Some Unsolicited Advice for New Parents
1. Never underestimate the effects of continued interrupted sleep. If you have never had children you might think to yourself, “Well, I stayed up all night in college to study for exams or write papers.” Or, “I am a night owl anyway. I can get by on a few hours of sleep here and there. Plus, don’t infants sleep something like 20 hours a day anyway?” Getting six to eight hours of sleep (if you are lucky!) in one- to two-hour chunks in a 24-hour period is NOT the same as getting six to eight hours of uninterrupted sleep. Studies have shown that interrupted sleep can be just as harmful as sleep deprivation and can wreak havoc on your mood and energy levels, as well as your overall general health. Asking Dad or a grandparent to take on the overnight feedings even just one day a week can be a lifesaver if you have a baby that wakes you up several times per night.
2. Do whatever you can to make nighttime feedings as easy as possible for all involved. No one told me it’s not a good idea to get out of bed, go into Baby’s room, get the baby, turn on the lights, sit up in a chair and watch TV during the 3:00 feeding. All I learned from doing that is that there is a lot of really bad TV on at that hour. Eventually, I learned for me the preferred method was to have Baby in a bassinet near my side of the bed. I installed a dimmer on my bedside lamp and would only turn on the minimal amount of light needed to see where to aim the baby’s mouth.
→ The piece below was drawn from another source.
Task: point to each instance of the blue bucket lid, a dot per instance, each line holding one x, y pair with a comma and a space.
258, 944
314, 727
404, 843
If you are bottle feeding, have everything prepared before you turn in and set up as close to your bed and the baby as possible. Use a cooler, warmer, whatever portable electric device you need so that no one has to get up and go into the kitchen. Although it might give me a “terrible mother” stigma, I will admit that I never once warmed a bottle for my kids. They drank cold milk and liked it because they didn’t know any different. If it was really chilly (read frozen), I would run it under the hot tap for a brief period.
3. Do not register for every baby item the store registry “suggests.” (Or if you do, at least keep the tags on and save the receipts, because you will be exchanging some of them for diapers or formula). Take an experienced mom with you to help you register. Stores have baby registries for one reason only: to help them sell baby products. Do a little research along the lines of “what does a baby really need in the first year.” Don’t worry about having certain items on hand right away that you can’t use until they are older (such as a high chair, jogging stroller, booster seat, plates and bowls, shoes, etc.). And remember, your baby will not care whether his diaper pail was a hand-me-down.
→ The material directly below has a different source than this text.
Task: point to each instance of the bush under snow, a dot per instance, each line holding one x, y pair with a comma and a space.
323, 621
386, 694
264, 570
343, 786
Babies typically will not wear a great percentage of the fancy outfits you will receive as gifts. Choose one favorite per size range for photos and one or two for special occasions, and that is plenty. Fancy outfits are often scratchy and will have loads of buttons, ties or other difficult fastenings that only serve to drive Mom and Baby crazy.
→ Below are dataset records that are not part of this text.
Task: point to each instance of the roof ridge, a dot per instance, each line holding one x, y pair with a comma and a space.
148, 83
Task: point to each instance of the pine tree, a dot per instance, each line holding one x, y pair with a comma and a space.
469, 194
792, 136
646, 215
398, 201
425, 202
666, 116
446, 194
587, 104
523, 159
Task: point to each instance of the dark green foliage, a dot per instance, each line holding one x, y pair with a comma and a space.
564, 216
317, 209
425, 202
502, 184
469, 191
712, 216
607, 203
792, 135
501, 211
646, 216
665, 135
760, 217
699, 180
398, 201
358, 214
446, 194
4. Figure out a schedule that works for you and your baby, then be prepared to change it. Many, many people told me to “sleep when the baby sleeps.” My baby only really wanted to sleep from 9:00 to 10:00 in the morning. This was pretty much the only part of the day that I felt awake and could get anything done. It was light out, and my natural circadian rhythm wanted me to be awake whether the baby was asleep or not. But I fought my natural instincts and tried to go back to bed in the morning because I thought I was supposed to. This was a waste of time, as I would inevitably just lie there and feel guilty because I thought I should be up doing something productive.
What worked better for me was to declare 2:00 to 4:00 naptime each day, whether Baby or I slept during it or not. I got through several good series of books during that time. Only you can find the sweet spot between a routine for your baby and doing what you need to do in the outside world. Don’t apologize for it.
5. Find activities that YOU enjoy doing with Baby and a routine that nurtures YOU. I did not enjoy staying at home alone with my firstborn. It was lonely and quiet. Frankly, it was boring, but I was so sleep deprived that I didn’t have the energy to find something interesting to do. And it felt wrong to complain about having this precious time with my healthy baby. I had envisioned the great projects I would get done around the house that never materialized. Not to mention that newborns want to eat approximately every two hours, and the feeding/changing cycle takes up about half that time. Ask friends with older children what they did to stay sane during this time. Working part time helped for me. Gyms are a good outing (even if you don’t like to work out, you can take a shower in peace), and they often have free child care. Libraries also offer programs for little ones, and some even have toys and play equipment.
Listen to your instincts, not the Greek chorus of friends and relatives insisting that they know the “right way” to do everything. Most importantly, don’t hesitate to ask for help if you need it. In my experience, friends and family may be more likely to help if you ask them for a specific task, like bringing over a meal or sitting with the baby for two hours.
Laura Miller McEachen is a part-time attorney and full-time mommy. She lives in Overland Park.